Before the invention of continuous paper making, paper was made in individual sheets by stirring a container of pulp slurry and either pouring it into a fabric sieve called a sheet mould or dipping and lifting the sheet mould from the vat. While still on the fabric in the sheet mould the wet paper is pressed to remove excess water and then the sheet was lifted off to be hung over a rope or wooden rod to air dry. In 1799, Louis-Nicolas Robert of Essonnes, France, was granted a patent for a continuous paper making machine.At the time Robert was working for Saint-Léger Didot, with whom he quarrelled over the ownership of the invention. Didot thought that England was a better place to develop the machine. But during the troubled times of the French Revolution, he could not go there himself, so he sent his brother in law, John Gamble, an Englishman living in Paris. Through a chain of acquaintances, Gamble was introduced to the brothers Sealy and Henry Fourdrinier, stationers of London, who agreed to finance the project. Gamble was granted British patent 2487 on 20 October 1801.

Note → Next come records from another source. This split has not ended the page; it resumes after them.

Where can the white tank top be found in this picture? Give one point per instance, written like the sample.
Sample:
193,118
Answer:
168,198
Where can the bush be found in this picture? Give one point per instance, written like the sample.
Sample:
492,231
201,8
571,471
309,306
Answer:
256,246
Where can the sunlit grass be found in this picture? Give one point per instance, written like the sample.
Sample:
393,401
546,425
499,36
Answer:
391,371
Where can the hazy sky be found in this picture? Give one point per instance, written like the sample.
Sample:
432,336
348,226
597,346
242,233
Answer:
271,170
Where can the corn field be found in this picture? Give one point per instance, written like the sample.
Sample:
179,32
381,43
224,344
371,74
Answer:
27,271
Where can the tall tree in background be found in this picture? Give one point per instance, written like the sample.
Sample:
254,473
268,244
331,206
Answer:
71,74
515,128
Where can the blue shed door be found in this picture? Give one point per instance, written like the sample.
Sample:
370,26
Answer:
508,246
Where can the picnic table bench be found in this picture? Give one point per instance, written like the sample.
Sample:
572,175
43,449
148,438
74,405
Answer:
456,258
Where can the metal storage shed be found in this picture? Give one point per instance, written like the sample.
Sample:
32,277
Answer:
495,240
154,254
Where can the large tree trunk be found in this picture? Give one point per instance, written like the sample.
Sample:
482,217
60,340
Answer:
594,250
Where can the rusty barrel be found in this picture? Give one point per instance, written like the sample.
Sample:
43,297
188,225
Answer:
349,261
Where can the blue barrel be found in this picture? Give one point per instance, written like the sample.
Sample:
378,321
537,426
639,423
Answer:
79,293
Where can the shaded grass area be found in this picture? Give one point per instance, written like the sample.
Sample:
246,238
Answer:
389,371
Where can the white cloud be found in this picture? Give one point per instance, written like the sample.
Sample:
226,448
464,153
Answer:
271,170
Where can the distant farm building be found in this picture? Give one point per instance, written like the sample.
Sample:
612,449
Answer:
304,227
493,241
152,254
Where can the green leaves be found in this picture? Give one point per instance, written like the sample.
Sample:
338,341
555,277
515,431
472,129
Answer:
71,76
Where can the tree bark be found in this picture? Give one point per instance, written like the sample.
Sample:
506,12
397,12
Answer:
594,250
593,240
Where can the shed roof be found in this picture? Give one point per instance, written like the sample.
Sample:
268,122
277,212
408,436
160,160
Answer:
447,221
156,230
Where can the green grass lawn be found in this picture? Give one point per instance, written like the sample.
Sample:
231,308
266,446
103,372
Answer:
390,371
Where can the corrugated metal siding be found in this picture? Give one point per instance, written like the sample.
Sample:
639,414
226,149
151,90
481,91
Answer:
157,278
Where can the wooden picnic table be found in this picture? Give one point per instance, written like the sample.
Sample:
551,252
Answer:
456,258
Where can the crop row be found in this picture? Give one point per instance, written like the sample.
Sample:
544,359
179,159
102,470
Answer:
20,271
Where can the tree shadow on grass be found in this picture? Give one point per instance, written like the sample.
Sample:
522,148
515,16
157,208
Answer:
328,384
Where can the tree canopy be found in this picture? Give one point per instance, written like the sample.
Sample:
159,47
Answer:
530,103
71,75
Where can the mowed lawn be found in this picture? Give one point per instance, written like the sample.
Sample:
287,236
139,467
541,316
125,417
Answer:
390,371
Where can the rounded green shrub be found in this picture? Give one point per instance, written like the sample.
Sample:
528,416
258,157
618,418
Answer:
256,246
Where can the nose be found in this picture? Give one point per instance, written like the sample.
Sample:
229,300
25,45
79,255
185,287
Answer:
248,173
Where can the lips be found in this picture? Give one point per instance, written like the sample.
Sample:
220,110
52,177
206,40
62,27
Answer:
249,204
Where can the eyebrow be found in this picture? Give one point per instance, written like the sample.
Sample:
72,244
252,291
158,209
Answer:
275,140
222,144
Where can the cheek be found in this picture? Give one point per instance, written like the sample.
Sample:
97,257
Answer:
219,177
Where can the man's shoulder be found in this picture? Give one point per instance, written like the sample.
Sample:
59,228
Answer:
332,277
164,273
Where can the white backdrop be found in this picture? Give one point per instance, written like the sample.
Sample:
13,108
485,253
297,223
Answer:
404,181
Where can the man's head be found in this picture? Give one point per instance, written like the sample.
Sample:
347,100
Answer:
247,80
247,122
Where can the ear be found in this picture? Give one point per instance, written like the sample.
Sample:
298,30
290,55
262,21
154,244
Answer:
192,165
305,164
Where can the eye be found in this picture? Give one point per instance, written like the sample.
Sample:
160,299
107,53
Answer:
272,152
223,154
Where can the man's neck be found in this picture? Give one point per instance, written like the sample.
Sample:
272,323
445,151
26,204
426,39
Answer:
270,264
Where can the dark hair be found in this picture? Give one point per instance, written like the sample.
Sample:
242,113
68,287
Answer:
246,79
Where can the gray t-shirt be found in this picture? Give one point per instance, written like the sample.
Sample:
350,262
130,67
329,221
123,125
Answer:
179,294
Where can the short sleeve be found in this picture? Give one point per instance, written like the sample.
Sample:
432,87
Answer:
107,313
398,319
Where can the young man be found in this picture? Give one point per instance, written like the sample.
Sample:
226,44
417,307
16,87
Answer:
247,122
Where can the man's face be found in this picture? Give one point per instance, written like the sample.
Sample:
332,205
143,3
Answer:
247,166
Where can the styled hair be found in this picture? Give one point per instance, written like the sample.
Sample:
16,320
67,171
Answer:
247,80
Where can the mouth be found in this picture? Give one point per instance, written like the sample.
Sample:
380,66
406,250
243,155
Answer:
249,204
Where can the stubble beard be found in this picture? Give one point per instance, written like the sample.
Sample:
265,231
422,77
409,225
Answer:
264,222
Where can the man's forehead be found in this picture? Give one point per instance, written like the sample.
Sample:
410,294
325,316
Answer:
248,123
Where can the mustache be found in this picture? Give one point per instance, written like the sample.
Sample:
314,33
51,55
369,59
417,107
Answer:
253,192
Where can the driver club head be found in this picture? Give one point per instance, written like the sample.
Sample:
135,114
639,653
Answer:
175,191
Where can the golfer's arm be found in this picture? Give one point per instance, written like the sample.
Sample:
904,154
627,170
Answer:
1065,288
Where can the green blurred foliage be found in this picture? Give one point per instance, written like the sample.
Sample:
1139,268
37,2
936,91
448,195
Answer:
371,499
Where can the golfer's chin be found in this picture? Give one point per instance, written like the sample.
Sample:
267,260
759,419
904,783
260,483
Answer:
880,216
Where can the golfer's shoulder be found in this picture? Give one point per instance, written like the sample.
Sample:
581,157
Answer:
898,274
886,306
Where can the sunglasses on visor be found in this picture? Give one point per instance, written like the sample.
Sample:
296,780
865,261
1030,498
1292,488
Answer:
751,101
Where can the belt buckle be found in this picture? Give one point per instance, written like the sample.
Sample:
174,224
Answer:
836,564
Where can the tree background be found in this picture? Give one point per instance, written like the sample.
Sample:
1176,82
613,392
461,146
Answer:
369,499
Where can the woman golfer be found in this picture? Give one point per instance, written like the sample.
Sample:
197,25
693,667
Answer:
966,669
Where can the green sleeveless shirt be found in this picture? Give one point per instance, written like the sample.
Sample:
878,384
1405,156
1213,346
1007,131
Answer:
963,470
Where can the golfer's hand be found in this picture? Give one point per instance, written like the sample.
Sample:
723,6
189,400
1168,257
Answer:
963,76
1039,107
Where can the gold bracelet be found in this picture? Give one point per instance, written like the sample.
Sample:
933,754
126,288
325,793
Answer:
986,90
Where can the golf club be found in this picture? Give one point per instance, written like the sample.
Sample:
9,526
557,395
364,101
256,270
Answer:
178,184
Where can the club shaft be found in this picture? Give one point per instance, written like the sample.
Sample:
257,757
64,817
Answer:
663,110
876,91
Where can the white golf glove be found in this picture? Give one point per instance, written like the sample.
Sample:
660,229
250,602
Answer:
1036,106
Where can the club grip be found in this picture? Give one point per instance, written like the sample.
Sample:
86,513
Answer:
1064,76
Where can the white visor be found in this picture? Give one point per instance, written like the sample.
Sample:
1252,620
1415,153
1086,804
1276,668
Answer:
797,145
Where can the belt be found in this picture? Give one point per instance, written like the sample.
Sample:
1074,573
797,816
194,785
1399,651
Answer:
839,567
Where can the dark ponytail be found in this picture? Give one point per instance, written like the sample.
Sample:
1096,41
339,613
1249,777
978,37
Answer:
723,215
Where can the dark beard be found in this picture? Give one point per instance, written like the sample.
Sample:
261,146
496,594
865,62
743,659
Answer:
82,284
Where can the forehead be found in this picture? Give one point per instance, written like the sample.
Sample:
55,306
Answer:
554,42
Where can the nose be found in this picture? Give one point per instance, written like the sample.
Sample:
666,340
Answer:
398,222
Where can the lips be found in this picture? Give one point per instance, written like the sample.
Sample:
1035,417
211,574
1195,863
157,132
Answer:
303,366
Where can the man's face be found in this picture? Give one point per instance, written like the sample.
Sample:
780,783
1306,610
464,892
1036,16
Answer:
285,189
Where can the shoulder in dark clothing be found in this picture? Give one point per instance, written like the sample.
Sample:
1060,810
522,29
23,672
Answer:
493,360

With the help particularly of Bryan Donkin, a skilled and ingenious mechanic, an improved version of the Robert original was installed at Frogmore Mill, Apsley, Hertfordshire, in 1803, followed by another in 1804. A third machine was installed at the Fourdriniers' own mill at Two Waters. The Fourdriniers also bought a mill at St Neots intending to install two machines there and the process and machines continued to develop.
In the USA the first recorded paper machine was Gilpin's at Brandywine Creek, Delaware in 1817. This machine was also developed in England, but it was a cylinder mould machine. The Fourdrinier machine was introduced into the USA in 1827.
The method of continuous production demonstrated by the paper machine influenced the development of continuous rolling of iron and later steel and other continuous production processes.